09 October 2009

The rain in Uganda falls mainly not on the plain

I haven't written much about the weather on this trip, mainly because we haven't had much of any note. It's sunny, warm, with blue skies. There were a few cold nights in the South, where it was winter when we left, and in Namibia we had night frost one time, but otherwise we have not noticed the weather.


This changed when we reached Uganda. The region is in the small rainy season right now, and while Kenya is suffering from a horrible drought, Uganda has rain almost every day. This meant that for days, while we were camping out at Bwindi Impenetrable Forest, we had wet feet, wet socks, wet shoes. When it rained it was not a shower or a drizzle or even a proper cloudburst, but a torrential downpour lasting hours without letup, fat drops banging on the tent roof where we took refuge to watch a movie. The water washed down the paths and cascaded over steps, collected in small lakes on every level surface and dripped from reed roofs and leaking drainpipes.
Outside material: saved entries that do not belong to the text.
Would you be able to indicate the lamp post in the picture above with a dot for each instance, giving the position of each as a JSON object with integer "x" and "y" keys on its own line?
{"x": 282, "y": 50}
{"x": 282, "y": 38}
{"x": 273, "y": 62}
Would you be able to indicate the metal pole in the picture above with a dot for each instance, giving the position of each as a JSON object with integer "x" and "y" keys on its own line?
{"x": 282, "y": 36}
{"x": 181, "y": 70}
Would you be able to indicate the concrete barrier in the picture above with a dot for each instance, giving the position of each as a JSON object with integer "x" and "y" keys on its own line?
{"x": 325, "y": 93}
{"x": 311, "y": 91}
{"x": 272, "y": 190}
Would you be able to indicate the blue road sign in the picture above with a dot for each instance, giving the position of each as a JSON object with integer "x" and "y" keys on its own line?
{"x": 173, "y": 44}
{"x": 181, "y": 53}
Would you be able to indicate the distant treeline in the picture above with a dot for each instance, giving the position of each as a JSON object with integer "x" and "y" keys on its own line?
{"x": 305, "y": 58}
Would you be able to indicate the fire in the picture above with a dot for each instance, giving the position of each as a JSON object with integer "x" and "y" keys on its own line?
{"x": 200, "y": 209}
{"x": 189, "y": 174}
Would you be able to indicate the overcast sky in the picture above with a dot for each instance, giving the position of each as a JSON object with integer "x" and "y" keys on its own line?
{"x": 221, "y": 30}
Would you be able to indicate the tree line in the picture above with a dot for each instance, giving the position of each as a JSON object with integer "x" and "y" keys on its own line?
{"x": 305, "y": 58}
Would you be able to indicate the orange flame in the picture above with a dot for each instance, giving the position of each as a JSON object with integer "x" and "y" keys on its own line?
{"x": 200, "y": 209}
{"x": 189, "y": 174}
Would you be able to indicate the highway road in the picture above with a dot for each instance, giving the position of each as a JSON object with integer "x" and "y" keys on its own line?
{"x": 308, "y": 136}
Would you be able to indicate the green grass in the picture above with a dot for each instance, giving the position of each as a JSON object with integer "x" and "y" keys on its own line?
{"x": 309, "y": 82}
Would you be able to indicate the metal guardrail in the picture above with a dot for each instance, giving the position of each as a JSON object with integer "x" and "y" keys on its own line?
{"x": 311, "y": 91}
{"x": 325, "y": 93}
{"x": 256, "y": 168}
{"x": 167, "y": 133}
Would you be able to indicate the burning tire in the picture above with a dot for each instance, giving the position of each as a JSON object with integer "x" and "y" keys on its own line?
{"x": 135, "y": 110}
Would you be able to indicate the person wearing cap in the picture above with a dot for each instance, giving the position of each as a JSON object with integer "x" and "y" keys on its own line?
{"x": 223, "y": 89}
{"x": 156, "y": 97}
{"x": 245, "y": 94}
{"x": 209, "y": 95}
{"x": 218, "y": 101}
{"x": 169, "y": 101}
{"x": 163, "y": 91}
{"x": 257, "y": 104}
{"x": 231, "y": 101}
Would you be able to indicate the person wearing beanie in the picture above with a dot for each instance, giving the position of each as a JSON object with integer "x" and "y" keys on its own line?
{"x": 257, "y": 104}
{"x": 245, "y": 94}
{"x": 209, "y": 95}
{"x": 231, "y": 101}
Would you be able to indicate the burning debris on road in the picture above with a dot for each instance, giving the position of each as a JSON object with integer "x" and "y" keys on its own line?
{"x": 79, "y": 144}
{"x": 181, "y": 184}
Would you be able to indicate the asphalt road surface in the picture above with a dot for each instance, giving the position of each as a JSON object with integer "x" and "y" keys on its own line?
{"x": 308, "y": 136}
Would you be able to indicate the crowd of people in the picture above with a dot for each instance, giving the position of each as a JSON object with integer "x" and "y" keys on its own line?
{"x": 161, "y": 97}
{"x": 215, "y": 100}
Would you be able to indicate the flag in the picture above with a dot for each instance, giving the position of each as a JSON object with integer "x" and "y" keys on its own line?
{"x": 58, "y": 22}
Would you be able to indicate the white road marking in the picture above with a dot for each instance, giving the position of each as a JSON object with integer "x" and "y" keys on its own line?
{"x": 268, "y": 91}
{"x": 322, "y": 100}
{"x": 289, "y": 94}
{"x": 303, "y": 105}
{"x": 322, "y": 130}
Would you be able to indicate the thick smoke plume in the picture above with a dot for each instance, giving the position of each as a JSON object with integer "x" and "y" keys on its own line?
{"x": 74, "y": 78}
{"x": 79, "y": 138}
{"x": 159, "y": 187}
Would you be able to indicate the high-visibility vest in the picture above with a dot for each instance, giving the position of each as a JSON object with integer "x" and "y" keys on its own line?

It makes the rainforest the dense green mess that it is, of course, impenetrable indeed, but it made me miserable after a few days. Nothing was drying, and at one point we lost the awning (which we use as an ancillary tent in bad weather). The weight of the water that collected during one deluge was so heavy it bent the 1 cm square welded aluminium strut that holds the awning horizontal (it has since been fixed).


It is amazing to me that the subsistence farmers who live around Bwindi handle these torrents of water so well. They live in small huts with reed roofs, no windows or doors, walk along stony paths and have no real means of drying anything should it get wet. It's like permanent camping. This water is good for the forest, and the banana fields, but it can't be all that healthy for humans.